1.  Khalturin, Anton-Erxleben, Sassman, Wittlieb, Hemmrich and Bosch, “A Novel Gene Family Controls Species-Specific Morphological Traits in Hydra,” Public Library of Science Biology, Vol. 6, No. 11, e278 doi:10.1371/journal.pbio.0060278.

If you are not yet convinced that evolutionary theory is a mishmash of bluffing and obfuscation, in which scientists play mind games with word games, then please read this paper and explain how evolution was of any help at all in understanding this phenomenon.  While they were busy finding homologies (good grief, even these authors referred to Darwin’s finches), a major obstacle to evolution was right there in front of them, but they ignored it: orphan genes are “poorly studied and little understood,” they said.  Well, go study them, for crying out loud!  Here is a finding that amounts to falsification of Darwinism and confirmation of creationism (limited variation within created kinds), and these authors tiptoed around the bad news with carefully-crafted passive verbs built on the assumption that evolution might explain it somehow, provided you are willing to wait for the vaporware and futureware that is perpetually on back order.  “Their functions and origins are often obscure,” we are told.  They “emerged” somehow.  We need an emerge-ncy end to obscur-antism.

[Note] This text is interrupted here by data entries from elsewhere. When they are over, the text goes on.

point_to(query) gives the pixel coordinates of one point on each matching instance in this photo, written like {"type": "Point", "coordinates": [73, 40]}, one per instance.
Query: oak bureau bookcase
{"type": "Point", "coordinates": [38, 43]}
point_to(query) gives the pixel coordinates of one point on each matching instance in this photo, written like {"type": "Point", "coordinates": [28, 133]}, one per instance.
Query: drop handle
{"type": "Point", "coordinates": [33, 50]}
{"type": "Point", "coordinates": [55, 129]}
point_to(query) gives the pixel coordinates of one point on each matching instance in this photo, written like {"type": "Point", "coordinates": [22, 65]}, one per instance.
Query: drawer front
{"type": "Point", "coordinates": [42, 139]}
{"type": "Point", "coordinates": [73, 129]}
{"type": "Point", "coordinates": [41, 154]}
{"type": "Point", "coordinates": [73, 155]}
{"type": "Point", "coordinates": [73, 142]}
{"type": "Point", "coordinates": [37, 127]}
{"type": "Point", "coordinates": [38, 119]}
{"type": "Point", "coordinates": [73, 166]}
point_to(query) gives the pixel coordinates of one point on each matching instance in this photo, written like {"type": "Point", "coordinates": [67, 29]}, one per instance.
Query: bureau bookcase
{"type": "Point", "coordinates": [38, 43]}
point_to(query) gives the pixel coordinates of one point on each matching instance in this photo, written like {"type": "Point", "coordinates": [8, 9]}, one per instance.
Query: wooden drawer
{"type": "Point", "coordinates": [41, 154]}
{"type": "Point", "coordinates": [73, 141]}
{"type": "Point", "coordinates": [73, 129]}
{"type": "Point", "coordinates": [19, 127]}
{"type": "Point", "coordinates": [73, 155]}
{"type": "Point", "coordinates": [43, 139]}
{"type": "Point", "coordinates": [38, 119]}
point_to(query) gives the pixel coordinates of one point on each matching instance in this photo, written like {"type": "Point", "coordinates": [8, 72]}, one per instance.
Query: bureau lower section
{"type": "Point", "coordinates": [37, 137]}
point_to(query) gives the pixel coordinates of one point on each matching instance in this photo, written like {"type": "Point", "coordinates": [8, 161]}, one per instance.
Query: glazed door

Their passive verbs most likely originated, have arisen and might have been acquired are nothing more than appeals to miracles.  Our online book shows that the chance origin of genes and proteins cannot happen, and will not happen, any time or place in this universe or any other.  The miracle of creation seems almost natural by comparison.  Evolutionary theory needs to declare chapter 7 bankruptcy, because no scientific bailout is forthcoming.  The creationist creditors, who founded modern science, want their assets back.